Study of Atomoxetine in the Prevention of Vasovagal Syncope

NCT ID: NCT05159687

Last Updated: 2024-05-09

Basic Information

• Recruitment Status: RECRUITING
• Clinical Phase: PHASE3
• Total Enrollment: 180 participants
• Study Classification: INTERVENTIONAL
• Study Start Date: 2022-06-01
• Study Completion Date: 2027-09-30

Brief Summary

Project rationale: Vasovagal syncope (VVS) affects up to 50% of people, and recurrent syncope markedly reduces quality of life. We recently reported that it is frequently associated with injury and not surprisingly with clinical anxiety. Although conservative measures help many patients there remain many who require more care. CIHR-funded studies have shown that fludrocortisone and midodrine are effective but cannot be used in patients with contraindications such as hypertension and heart failure. Pacemakers are partially effective in older patients, but this is established only in the small minority with proven asystole. There remains a need for a simple, once-daily medication with few contraindications that can be used as first-line therapy for most patients with recurrent vasovagal syncope.

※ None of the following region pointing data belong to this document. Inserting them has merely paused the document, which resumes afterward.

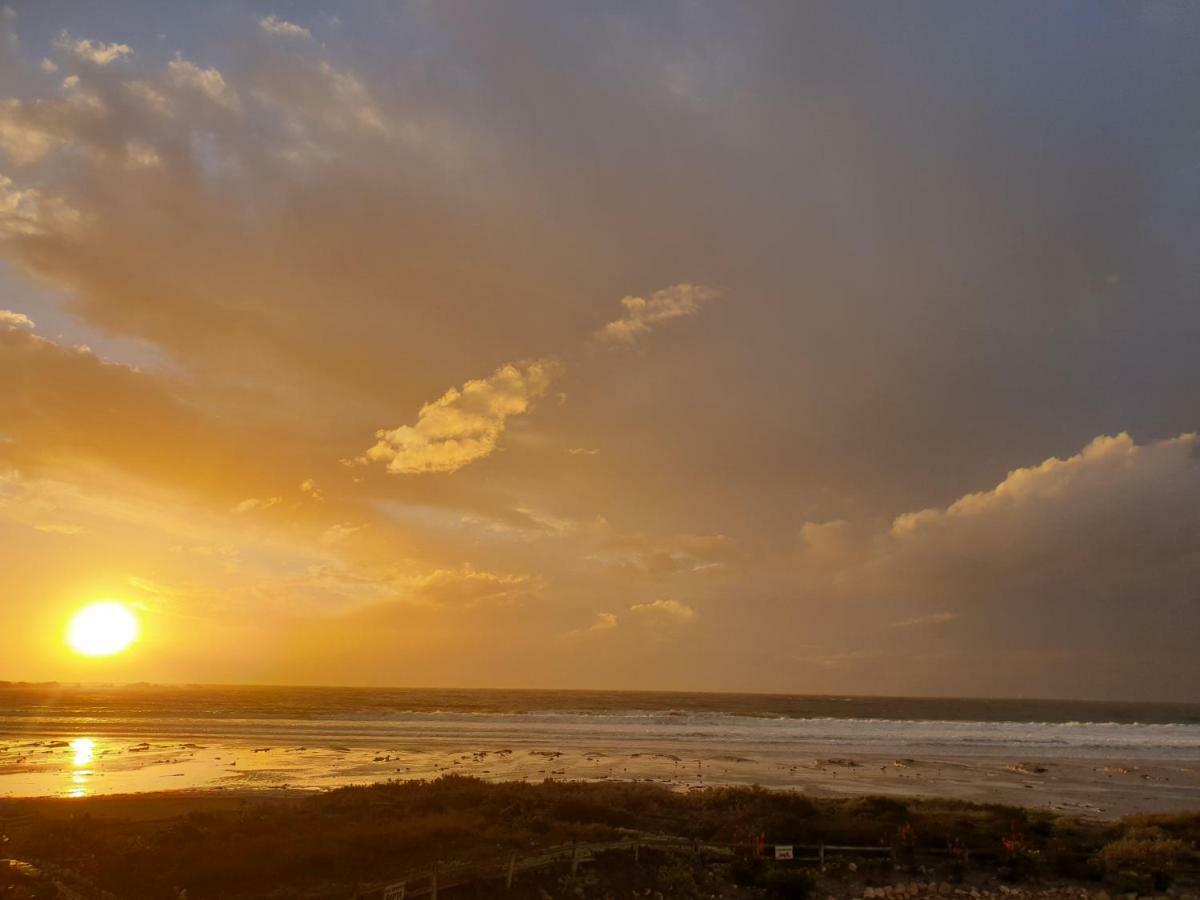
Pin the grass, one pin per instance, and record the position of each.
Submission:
(327, 843)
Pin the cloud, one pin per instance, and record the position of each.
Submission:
(22, 137)
(208, 82)
(468, 586)
(1083, 563)
(281, 28)
(667, 610)
(604, 623)
(660, 557)
(934, 618)
(641, 316)
(15, 319)
(463, 425)
(255, 503)
(95, 52)
(28, 213)
(339, 532)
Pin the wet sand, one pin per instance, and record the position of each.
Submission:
(1102, 789)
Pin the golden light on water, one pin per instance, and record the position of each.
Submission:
(102, 629)
(84, 750)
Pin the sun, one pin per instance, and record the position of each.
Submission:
(102, 629)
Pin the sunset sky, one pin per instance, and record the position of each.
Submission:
(785, 347)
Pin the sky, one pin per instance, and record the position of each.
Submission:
(822, 347)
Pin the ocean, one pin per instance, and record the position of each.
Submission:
(72, 741)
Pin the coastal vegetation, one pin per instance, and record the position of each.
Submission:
(359, 838)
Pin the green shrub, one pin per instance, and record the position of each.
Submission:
(789, 883)
(1145, 857)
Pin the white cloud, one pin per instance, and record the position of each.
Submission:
(209, 82)
(468, 586)
(28, 211)
(280, 28)
(604, 623)
(15, 319)
(23, 139)
(670, 610)
(88, 51)
(255, 503)
(463, 425)
(640, 316)
(1098, 550)
(340, 532)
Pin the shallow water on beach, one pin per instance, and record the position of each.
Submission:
(1096, 757)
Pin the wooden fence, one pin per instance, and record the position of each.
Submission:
(426, 883)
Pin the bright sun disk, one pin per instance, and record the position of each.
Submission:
(102, 629)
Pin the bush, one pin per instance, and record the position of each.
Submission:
(1145, 857)
(789, 883)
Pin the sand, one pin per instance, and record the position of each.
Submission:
(1087, 787)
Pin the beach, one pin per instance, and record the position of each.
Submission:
(75, 743)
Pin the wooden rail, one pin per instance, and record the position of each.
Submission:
(442, 877)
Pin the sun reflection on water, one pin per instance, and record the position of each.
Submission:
(84, 750)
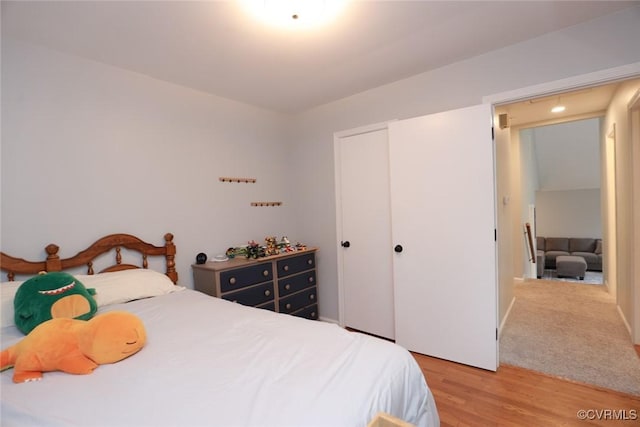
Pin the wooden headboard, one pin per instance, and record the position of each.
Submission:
(115, 242)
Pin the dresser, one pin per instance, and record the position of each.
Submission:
(284, 283)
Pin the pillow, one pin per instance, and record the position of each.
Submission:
(127, 285)
(7, 293)
(598, 250)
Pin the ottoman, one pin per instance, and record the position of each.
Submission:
(571, 266)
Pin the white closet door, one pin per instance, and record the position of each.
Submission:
(367, 288)
(443, 215)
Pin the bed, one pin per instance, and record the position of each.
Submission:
(208, 361)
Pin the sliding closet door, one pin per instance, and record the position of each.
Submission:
(365, 233)
(443, 222)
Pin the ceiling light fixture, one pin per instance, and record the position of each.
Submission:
(558, 108)
(294, 14)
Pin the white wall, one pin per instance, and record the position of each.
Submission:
(600, 44)
(89, 150)
(571, 213)
(58, 112)
(568, 155)
(618, 113)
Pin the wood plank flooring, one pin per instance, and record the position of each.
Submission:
(513, 396)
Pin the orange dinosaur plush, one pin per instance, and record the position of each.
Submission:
(74, 346)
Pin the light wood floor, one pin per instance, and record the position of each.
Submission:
(513, 396)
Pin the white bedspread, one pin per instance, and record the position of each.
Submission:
(211, 362)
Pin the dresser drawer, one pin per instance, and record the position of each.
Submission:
(310, 312)
(296, 283)
(241, 277)
(293, 265)
(255, 295)
(271, 306)
(298, 301)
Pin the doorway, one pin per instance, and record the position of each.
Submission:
(616, 223)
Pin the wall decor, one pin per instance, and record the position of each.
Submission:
(245, 180)
(266, 204)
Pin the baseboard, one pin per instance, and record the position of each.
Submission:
(624, 320)
(326, 319)
(506, 316)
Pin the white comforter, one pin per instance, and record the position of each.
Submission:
(215, 363)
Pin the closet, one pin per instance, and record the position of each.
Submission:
(416, 221)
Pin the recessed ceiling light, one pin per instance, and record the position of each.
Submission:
(294, 14)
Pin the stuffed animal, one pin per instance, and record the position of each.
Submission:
(50, 296)
(74, 346)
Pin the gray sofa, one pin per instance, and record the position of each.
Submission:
(550, 248)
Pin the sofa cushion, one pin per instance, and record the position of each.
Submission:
(556, 244)
(582, 245)
(550, 258)
(589, 257)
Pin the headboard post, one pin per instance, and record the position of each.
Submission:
(52, 262)
(170, 256)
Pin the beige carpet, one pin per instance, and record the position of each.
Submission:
(572, 331)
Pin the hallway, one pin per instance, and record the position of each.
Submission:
(573, 331)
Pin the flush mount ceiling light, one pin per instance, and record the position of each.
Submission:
(294, 14)
(558, 108)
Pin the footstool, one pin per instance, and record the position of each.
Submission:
(571, 266)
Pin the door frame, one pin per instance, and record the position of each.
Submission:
(596, 78)
(337, 161)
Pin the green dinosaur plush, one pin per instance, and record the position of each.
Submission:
(52, 295)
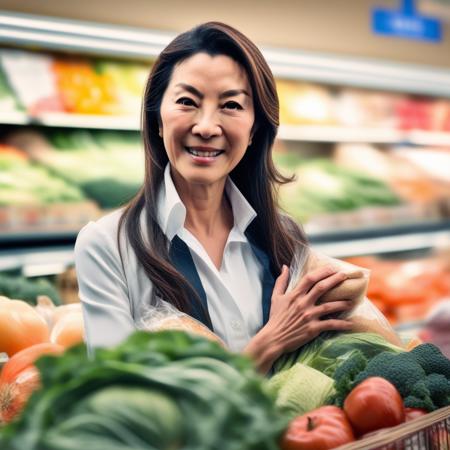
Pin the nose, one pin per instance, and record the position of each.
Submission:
(207, 125)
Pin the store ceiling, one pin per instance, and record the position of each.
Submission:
(339, 26)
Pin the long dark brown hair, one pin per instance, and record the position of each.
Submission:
(255, 175)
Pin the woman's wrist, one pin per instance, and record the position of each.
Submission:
(263, 350)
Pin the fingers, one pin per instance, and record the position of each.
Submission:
(281, 282)
(331, 308)
(312, 278)
(324, 286)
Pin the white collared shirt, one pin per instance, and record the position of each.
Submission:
(115, 295)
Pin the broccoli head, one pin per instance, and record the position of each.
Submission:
(402, 370)
(432, 359)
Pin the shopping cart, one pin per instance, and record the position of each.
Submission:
(429, 432)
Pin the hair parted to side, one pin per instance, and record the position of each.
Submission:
(255, 175)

Preliminary Studies: Norepinephrine transport (NET) inhibitors show promise as a novel treatment. Three (reboxetine, sibutramine, and atomoxetine) all prevent vasovagal syncope in healthy subjects and vasovagal syncope patients on tilt tests. Atomoxetine, approved to treat attention deficit disorder, is a highly selective NET inhibitor. We reported a proof-of-principle, randomized, placebo-controlled trial of the efficacy of atomoxetine to prevent vasovagal syncope on tilt table tests. Patients underwent tilt testing after receiving either atomoxetine 40 mg or placebo. Fewer VVS patients fainted with atomoxetine than placebo (10/29 vs. 19/27; odds ratio 0.22, p < 0.01). Our meta-analysis of the effects of NET inhibition on the vasovagal reflex induced by tilt tests was highly positive. A pre-post study showed that sibutramine reduced syncope frequency in highly symptomatic and drug-refractory patients. A similar pre-post study showed that atomoxetine also reduces syncope frequency about 85% in patients with frequent and drug-intolerant or drug-resistant vasovagal syncope. Therefore,NET inhibition by atomoxetine merits assessment based on positive proof-of-principle studies, an apparent class effect, and two open-label pre-post studies. These results provide the rationale for a formal randomized, placebo-controlled, crossover trial of atomoxetine in moderate-to-high risk patients with VVS.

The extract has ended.